AAA expects at least 34 million fewer travelers during the Dec. 23 through Jan. 3 holiday travel period, compared to the same time a year ago — a decline in travel of at least 29%.
Most of those who do travel will do so by car, with road trips accounting for 96% of holiday travel, AAA said, estimating that up to 81 million Americans will travel by car, down at least 25% compared to last year.
The national average for retail regular unleaded gasoline prices are forecast at $2.19 a gallon on Christmas Day, which would be the lowest since 2015, and second lowest in the last decade, according to Patrick De Haan, head of petroleum analysis at GasBuddy.
Prices stood at $2.204 on Thursday afternoon, GasBuddy data show. That’s down nearly 36 cents a gallon from a year ago. On the New York Mercantile Exchange, the front-month January gasoline futures contract RBF21, +1.37% was up 1%, or 1.3 cents, at $1.3658 a gallon in Thursday dealings.
If another U.S. fiscal stimulus package is passed by Congress soon, that may “help temporarily boost demand, but it comes at a time of year that Americans are limited” in their outdoor activities, De Haan told MarketWatch. So while fiscal stimulus would be helpful and could “push oil higher on the simple act of helping the economy, it is unlikely to boost demand” for gasoline.

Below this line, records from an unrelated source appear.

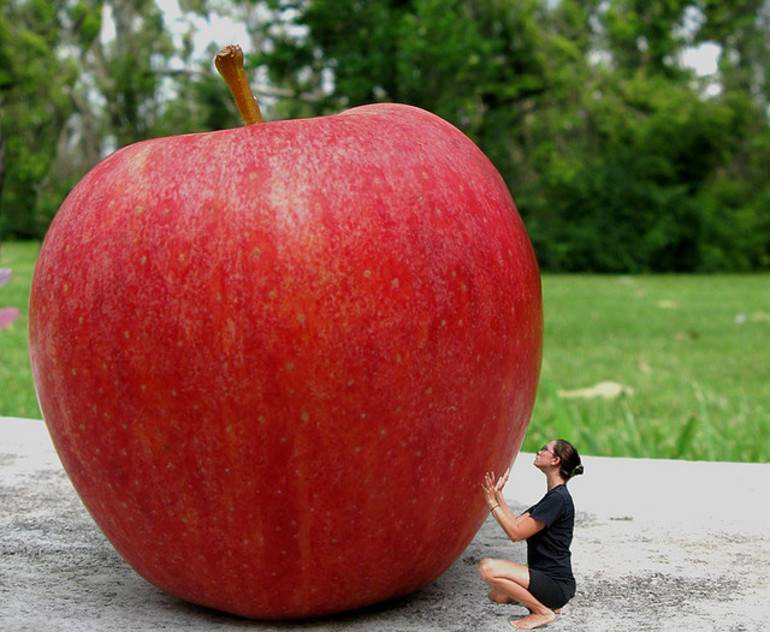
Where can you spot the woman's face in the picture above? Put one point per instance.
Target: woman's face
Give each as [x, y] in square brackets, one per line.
[545, 456]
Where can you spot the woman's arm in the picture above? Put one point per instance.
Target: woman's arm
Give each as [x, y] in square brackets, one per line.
[516, 527]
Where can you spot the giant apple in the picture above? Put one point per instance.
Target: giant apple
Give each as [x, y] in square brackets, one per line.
[276, 361]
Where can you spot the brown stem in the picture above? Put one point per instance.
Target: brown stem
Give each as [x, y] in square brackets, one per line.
[229, 63]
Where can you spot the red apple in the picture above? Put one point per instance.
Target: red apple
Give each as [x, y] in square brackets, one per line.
[276, 361]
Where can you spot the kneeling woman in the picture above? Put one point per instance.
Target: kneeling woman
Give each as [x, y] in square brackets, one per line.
[546, 583]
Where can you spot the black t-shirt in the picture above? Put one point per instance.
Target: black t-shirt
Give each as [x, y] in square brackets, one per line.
[548, 550]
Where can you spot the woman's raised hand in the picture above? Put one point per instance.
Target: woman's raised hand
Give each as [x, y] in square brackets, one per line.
[493, 491]
[490, 490]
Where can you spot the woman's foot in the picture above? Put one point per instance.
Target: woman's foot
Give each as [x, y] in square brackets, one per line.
[533, 620]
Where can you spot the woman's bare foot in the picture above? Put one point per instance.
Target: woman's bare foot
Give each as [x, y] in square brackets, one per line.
[532, 621]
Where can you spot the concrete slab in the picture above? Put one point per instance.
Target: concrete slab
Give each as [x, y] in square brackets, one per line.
[659, 545]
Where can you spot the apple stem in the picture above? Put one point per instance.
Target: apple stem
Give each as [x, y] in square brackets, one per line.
[229, 63]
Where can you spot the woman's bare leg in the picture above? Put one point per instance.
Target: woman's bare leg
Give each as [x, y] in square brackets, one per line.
[512, 580]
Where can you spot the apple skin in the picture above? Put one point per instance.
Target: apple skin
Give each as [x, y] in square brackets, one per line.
[276, 361]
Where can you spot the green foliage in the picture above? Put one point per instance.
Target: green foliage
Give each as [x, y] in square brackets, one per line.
[619, 158]
[691, 347]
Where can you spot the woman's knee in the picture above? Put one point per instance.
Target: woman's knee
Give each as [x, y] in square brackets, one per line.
[487, 568]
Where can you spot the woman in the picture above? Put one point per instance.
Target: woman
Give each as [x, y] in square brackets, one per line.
[546, 583]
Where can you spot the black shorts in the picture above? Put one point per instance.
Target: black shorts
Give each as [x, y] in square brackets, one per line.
[547, 591]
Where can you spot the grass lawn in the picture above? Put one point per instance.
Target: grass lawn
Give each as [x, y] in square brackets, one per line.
[694, 349]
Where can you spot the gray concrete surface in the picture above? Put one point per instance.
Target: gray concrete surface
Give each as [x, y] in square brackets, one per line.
[659, 545]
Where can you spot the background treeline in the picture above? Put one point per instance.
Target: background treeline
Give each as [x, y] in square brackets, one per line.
[620, 158]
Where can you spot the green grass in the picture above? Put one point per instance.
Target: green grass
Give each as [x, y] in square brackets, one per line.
[701, 380]
[17, 396]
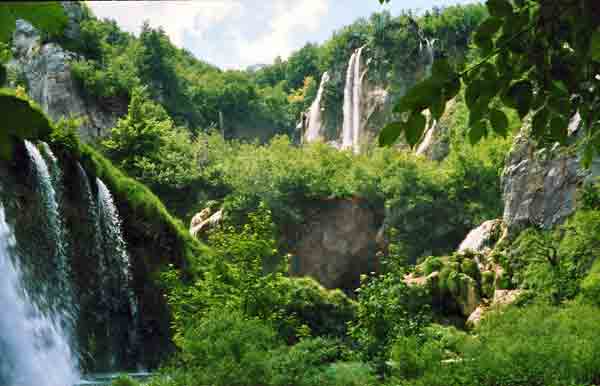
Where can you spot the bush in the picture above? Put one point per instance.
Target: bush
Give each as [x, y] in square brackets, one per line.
[387, 309]
[348, 374]
[304, 363]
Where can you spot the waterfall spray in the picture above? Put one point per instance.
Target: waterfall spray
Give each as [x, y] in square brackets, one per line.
[351, 131]
[35, 349]
[115, 254]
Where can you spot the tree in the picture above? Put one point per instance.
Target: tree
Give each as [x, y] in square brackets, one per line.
[539, 57]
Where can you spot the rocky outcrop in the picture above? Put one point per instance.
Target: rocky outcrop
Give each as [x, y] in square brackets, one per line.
[436, 143]
[482, 239]
[540, 184]
[502, 298]
[46, 69]
[337, 244]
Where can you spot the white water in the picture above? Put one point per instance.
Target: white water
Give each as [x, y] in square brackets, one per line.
[116, 255]
[430, 51]
[315, 123]
[50, 202]
[35, 349]
[351, 131]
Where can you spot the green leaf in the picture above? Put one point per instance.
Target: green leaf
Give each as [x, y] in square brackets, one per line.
[390, 133]
[499, 122]
[7, 23]
[477, 131]
[473, 92]
[415, 128]
[499, 8]
[442, 70]
[595, 46]
[539, 122]
[520, 97]
[452, 88]
[2, 75]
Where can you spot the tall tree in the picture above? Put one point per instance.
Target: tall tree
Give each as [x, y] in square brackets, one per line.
[539, 57]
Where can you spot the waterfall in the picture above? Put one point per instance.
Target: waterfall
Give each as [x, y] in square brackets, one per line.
[35, 350]
[313, 132]
[351, 131]
[116, 266]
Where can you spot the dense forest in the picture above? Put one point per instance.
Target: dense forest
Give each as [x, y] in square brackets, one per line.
[306, 263]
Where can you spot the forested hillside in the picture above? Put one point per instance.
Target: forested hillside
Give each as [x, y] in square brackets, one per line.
[462, 252]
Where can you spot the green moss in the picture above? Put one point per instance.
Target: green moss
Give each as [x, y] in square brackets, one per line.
[21, 118]
[431, 264]
[172, 241]
[470, 268]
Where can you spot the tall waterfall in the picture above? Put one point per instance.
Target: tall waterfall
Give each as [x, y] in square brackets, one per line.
[57, 293]
[313, 132]
[35, 350]
[430, 51]
[351, 131]
[116, 264]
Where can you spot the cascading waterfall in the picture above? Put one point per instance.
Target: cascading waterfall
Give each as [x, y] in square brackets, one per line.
[351, 130]
[315, 123]
[34, 346]
[115, 254]
[429, 49]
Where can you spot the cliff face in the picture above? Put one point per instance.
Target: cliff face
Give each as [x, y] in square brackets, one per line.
[45, 70]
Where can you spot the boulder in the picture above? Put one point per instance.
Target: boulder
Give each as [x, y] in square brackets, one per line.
[46, 69]
[502, 298]
[540, 184]
[481, 240]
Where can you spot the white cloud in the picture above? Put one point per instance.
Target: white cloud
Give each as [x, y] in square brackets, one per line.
[173, 16]
[229, 33]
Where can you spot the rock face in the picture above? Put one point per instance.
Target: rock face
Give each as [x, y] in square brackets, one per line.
[337, 244]
[540, 184]
[435, 144]
[204, 220]
[45, 68]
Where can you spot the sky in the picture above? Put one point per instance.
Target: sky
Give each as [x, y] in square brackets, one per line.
[234, 34]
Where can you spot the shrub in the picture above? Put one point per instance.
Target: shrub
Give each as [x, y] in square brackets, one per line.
[535, 345]
[304, 363]
[348, 374]
[124, 380]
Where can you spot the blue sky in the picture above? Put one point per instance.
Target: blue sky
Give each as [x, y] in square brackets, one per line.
[238, 33]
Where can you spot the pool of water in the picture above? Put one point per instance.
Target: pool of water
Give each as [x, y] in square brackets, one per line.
[106, 379]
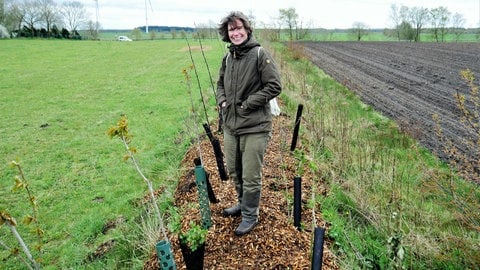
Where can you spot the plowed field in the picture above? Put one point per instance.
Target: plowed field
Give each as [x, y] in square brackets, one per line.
[407, 82]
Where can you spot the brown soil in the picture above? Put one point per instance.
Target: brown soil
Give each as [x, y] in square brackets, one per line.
[407, 82]
[275, 243]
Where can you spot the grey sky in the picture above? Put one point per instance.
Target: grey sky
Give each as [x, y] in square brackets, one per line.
[127, 14]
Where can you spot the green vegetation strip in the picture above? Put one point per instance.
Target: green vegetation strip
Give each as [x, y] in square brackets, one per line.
[58, 98]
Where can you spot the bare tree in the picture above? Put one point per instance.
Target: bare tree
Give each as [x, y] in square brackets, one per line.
[13, 15]
[289, 17]
[418, 16]
[49, 13]
[74, 15]
[31, 14]
[439, 18]
[458, 22]
[396, 19]
[359, 30]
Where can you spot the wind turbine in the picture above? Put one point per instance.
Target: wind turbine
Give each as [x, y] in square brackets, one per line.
[96, 15]
[146, 14]
[146, 17]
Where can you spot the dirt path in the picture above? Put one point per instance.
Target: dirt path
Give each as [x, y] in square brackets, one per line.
[407, 82]
[274, 243]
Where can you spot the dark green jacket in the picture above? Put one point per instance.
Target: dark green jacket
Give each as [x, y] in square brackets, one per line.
[248, 80]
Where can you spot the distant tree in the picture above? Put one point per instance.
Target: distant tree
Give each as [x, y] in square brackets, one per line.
[13, 15]
[406, 31]
[31, 15]
[74, 15]
[396, 19]
[418, 16]
[152, 34]
[65, 33]
[92, 29]
[439, 18]
[48, 13]
[458, 23]
[3, 13]
[289, 18]
[183, 34]
[359, 30]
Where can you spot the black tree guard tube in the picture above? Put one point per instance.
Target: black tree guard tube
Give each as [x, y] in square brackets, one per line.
[211, 194]
[297, 201]
[218, 152]
[317, 255]
[297, 127]
[200, 180]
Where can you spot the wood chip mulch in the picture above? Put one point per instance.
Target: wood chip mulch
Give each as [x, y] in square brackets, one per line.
[275, 243]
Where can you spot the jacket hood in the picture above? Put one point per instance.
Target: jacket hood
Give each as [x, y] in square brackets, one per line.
[238, 51]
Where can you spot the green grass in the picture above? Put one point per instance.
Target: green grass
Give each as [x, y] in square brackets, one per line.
[58, 98]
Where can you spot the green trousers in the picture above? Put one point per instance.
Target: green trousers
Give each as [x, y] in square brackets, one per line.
[244, 157]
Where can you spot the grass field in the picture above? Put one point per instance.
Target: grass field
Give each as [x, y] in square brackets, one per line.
[58, 98]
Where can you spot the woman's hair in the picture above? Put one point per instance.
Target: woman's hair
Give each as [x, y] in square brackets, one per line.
[232, 18]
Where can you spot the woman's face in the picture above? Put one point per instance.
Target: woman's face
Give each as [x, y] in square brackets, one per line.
[237, 32]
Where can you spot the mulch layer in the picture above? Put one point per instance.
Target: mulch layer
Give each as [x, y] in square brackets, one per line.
[275, 243]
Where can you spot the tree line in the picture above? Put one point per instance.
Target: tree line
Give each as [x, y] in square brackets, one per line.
[408, 24]
[45, 18]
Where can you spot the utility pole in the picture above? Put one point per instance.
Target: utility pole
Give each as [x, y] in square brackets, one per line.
[96, 15]
[146, 17]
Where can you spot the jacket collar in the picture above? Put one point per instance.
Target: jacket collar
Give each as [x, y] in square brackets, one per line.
[238, 51]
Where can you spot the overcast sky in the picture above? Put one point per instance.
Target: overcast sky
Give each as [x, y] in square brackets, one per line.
[128, 14]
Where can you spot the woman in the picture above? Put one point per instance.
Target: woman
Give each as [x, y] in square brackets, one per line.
[248, 80]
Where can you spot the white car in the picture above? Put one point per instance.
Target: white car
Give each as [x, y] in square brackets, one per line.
[123, 38]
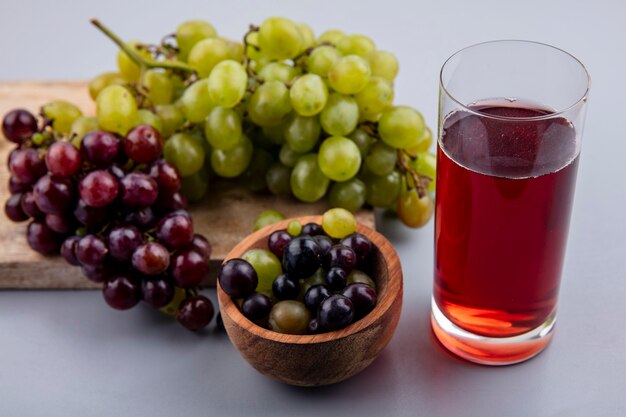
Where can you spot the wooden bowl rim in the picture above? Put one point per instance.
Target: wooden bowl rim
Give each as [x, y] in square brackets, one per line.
[393, 288]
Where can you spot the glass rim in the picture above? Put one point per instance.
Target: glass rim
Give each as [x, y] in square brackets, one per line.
[556, 113]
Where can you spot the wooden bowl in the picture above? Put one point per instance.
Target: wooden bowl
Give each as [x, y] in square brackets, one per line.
[327, 358]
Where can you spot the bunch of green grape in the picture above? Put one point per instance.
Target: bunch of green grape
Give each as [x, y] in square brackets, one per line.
[282, 110]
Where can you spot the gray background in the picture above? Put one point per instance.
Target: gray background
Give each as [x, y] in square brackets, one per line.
[68, 354]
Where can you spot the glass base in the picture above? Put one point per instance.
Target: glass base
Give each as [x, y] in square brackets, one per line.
[490, 350]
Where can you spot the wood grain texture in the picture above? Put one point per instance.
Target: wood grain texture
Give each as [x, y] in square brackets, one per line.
[327, 358]
[225, 217]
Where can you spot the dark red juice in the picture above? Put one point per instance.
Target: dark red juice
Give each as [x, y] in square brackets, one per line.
[504, 195]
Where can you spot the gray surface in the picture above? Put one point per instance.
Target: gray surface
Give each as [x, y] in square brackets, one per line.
[67, 354]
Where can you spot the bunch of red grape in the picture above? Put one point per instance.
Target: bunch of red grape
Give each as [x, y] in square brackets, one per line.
[113, 207]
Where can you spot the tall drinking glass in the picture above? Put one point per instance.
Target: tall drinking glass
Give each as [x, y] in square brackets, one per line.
[511, 119]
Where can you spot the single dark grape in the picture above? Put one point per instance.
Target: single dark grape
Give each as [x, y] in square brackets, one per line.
[277, 242]
[285, 288]
[98, 188]
[63, 159]
[123, 241]
[301, 257]
[189, 268]
[201, 245]
[312, 229]
[256, 306]
[13, 209]
[138, 190]
[29, 206]
[42, 239]
[121, 292]
[62, 224]
[157, 292]
[166, 176]
[100, 148]
[314, 297]
[361, 246]
[335, 312]
[90, 216]
[195, 312]
[175, 231]
[143, 218]
[341, 257]
[151, 258]
[237, 278]
[68, 250]
[19, 125]
[91, 250]
[27, 166]
[363, 298]
[143, 144]
[336, 278]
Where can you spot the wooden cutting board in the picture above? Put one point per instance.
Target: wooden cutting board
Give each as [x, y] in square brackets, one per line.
[225, 217]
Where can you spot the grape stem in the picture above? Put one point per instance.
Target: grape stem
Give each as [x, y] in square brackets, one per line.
[144, 63]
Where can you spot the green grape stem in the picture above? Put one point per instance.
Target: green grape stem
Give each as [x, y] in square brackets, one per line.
[144, 63]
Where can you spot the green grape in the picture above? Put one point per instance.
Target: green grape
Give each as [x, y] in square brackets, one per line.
[288, 156]
[207, 53]
[308, 95]
[104, 80]
[280, 38]
[81, 127]
[349, 75]
[190, 33]
[340, 116]
[356, 45]
[278, 179]
[426, 164]
[232, 163]
[308, 182]
[333, 36]
[294, 228]
[338, 223]
[290, 317]
[116, 109]
[223, 128]
[322, 59]
[276, 134]
[227, 83]
[401, 127]
[160, 89]
[62, 114]
[195, 186]
[357, 276]
[349, 195]
[362, 140]
[308, 37]
[339, 158]
[278, 71]
[383, 64]
[375, 98]
[414, 211]
[381, 159]
[185, 152]
[266, 265]
[267, 217]
[196, 103]
[254, 177]
[146, 117]
[128, 69]
[269, 104]
[171, 119]
[382, 191]
[301, 133]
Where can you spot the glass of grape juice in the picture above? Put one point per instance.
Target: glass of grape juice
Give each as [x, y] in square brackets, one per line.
[511, 117]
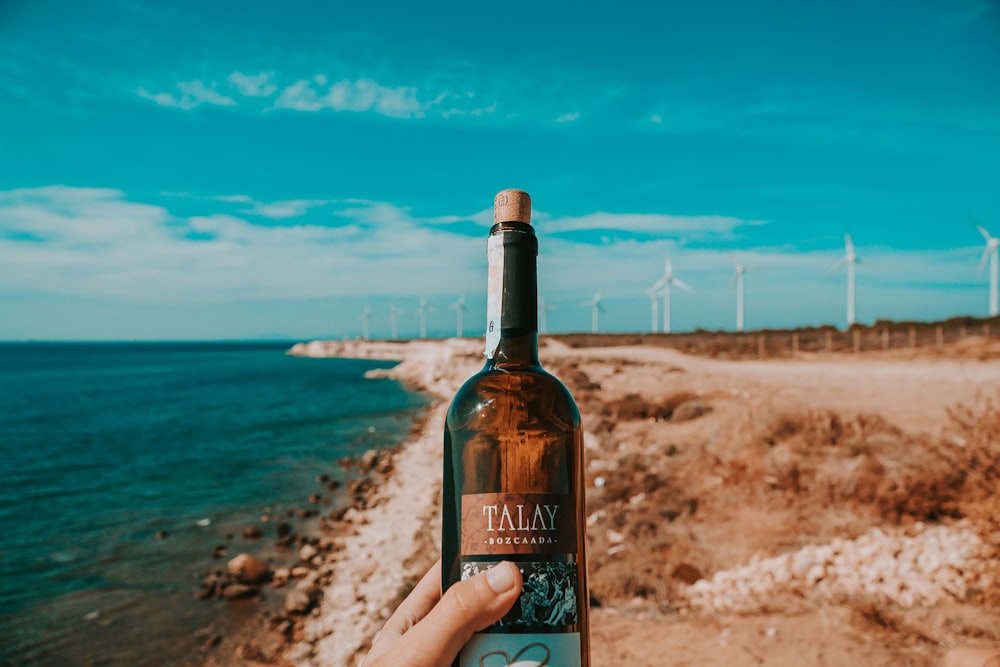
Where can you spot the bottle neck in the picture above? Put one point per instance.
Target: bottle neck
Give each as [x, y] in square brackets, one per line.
[512, 299]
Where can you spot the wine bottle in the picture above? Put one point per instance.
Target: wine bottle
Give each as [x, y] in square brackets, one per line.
[513, 470]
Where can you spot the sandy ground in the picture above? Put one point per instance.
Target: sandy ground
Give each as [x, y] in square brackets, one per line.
[832, 510]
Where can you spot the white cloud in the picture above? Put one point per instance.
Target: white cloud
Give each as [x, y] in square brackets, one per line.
[647, 223]
[253, 85]
[95, 243]
[356, 96]
[193, 94]
[278, 210]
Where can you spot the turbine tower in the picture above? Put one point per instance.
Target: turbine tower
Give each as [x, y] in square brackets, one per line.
[654, 300]
[850, 259]
[991, 251]
[394, 311]
[666, 282]
[737, 279]
[596, 308]
[459, 306]
[422, 311]
[543, 310]
[366, 319]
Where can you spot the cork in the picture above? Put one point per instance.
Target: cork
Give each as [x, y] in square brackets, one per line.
[512, 206]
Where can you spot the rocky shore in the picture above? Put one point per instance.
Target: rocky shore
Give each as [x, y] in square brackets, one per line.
[833, 509]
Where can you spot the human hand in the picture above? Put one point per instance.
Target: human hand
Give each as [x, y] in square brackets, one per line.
[428, 630]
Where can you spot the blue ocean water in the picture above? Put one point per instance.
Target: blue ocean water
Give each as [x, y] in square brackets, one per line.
[103, 445]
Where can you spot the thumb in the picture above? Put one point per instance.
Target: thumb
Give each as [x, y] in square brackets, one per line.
[466, 607]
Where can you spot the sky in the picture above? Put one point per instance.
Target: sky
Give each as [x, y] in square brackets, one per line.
[254, 170]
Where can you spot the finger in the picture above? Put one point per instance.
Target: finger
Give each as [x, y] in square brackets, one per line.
[417, 604]
[467, 607]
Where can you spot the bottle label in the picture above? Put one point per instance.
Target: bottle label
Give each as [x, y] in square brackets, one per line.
[494, 293]
[548, 600]
[518, 523]
[495, 650]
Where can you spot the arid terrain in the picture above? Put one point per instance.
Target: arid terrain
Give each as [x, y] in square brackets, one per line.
[802, 506]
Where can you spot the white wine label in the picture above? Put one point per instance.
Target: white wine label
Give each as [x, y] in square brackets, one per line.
[494, 293]
[549, 597]
[497, 650]
[518, 523]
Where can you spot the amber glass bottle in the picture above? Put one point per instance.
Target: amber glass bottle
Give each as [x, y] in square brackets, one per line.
[513, 470]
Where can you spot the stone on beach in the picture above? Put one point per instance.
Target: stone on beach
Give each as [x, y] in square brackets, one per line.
[247, 569]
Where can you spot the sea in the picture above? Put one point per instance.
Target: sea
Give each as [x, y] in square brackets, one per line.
[124, 465]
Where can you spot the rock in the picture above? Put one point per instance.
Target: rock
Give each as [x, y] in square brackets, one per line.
[692, 409]
[687, 574]
[368, 460]
[297, 602]
[385, 464]
[238, 591]
[307, 553]
[252, 533]
[247, 569]
[309, 583]
[251, 651]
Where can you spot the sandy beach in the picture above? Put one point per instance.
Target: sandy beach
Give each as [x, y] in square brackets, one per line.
[828, 509]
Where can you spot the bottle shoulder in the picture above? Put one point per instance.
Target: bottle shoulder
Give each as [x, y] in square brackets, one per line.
[513, 389]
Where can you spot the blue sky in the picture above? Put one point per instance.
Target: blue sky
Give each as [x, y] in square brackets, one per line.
[248, 169]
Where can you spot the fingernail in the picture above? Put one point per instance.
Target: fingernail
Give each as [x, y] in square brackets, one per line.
[501, 577]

“Many are under economic duress and wouldn’t necessarily hit the road to boost demand, but it may help down the road in spring and summer, if people are financially better off,” he added.
As for the vaccine rollout in the U.S., expectations are “very lofty, while gasoline demand growth has been anemic, if not depressing,” said De Haan. As long as there are “no let downs in the vaccine situation, expect typical season weakness” for gasoline prices until economies start recovering more strongly, he said. Then if “notable and sizeable countries start to walk back restrictions, closures and travel imitations, look not for seasonal weakness in gas prices, but strength.”
De Haan believes gasoline in 2021 could see prices rise between 25 cents and 50 cents a gallon “should everything go well with vaccines, but not it’s not likely until spring that we will see the start of a larger rally.”
This is “truly the most difficult time in my career to accurately forecast the direction of markets,” he said. “So much is contingent on improvement in the COVID situation and to what degree.”